When Hank had talked of his time in Brazil, he had mentioned that organic farming didn’t work because of the insects and they had to resort to dusting. Crop dusting. He had taught the native farmers, had flown a crop duster.
Like the drug-smuggling plane that crashed?
She tried to remember exactly how he looked, what he said, when she confronted him in the cabin with the fact that he knew all the people who turned up dead. Except Lonnie.
Hank had been indignant. And she had believed him because she wanted to.
Dear God! It couldn’t be Hank alone, but is he involved in some diabolical scheme?
Was that why he kept moving her around? So no one would know where she was? How much did she really know about him?
Was that why Hank had come on to her, become her friend
, and more?
But why?
Because she knew something.
What do I know?
She began to recite in her head everything she thought she knew—about the car that killed Jason; about the crop duster that crashed, disappeared, and reappeared in a warehouse. That Charlotte had not committed suicide, but was murdered. That Lonnie had died from an overdose of selenium.
Selenium.
The same substance that was killing wildlife at Farwell Ponds.
Could enough selenium be sprayed from a crop duster to kill wildlife?
But why would anyone want to kill wildlife?
Money. It had to be money.
It couldn’t be Hank by himself. He must work for someone who would stand to gain a lot of money by…by what?

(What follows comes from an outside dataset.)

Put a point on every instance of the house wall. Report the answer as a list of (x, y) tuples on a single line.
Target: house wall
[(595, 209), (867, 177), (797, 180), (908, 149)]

Killing wildlife? How would that produce money?
By ruining farmland. Buy it cheap, stop the selenium dusting, and in a year or so, with new soil analyses to prove the problem was gone, sell the land at an enormous profit.
Exactly as Hank had led her to suspect Bruno of doing.
Mind in a sickish spin, Rachel lost sight of the vehicle ahead.
The road ended abruptly in a small, level parking area, but no splotchy-white panel truck was in sight. Had she missed a turn-off somewhere? She parked the Toyota in a cluster of cars.
Through the open gate of a chain-link fence a wind sock was writhing, trying to escape its pole. Half a dozen small planes sat like dogs at a pet show, eagerly awaiting their owners’ command to fetch.
Was the guy in the black jacket involved, or was his appearance in her parking garage that day just a coincidence?
Was he one of El Jefe’s men?
Whoever Black Jacket was, he seemed to have disappeared.
Her racing thoughts slammed into something else: Goldie. I have to warn her about Hank.
Chapter Fifty-four
Rachel was exhausted, as if she had reached another planet where gravity was greater. With cold, jittery fingers, she opened the car door, got out, and headed for the cinder-block building that seemed to be both waiting room and office.
The pay phone was just outside the glass door. Clumsy with haste, she extracted a phone card from her wallet and began dialing the endless numbers needed to make a call. She miscalled and had to start over. When the ring on the other end finally came, Goldie didn’t answer. And there was no answering machine.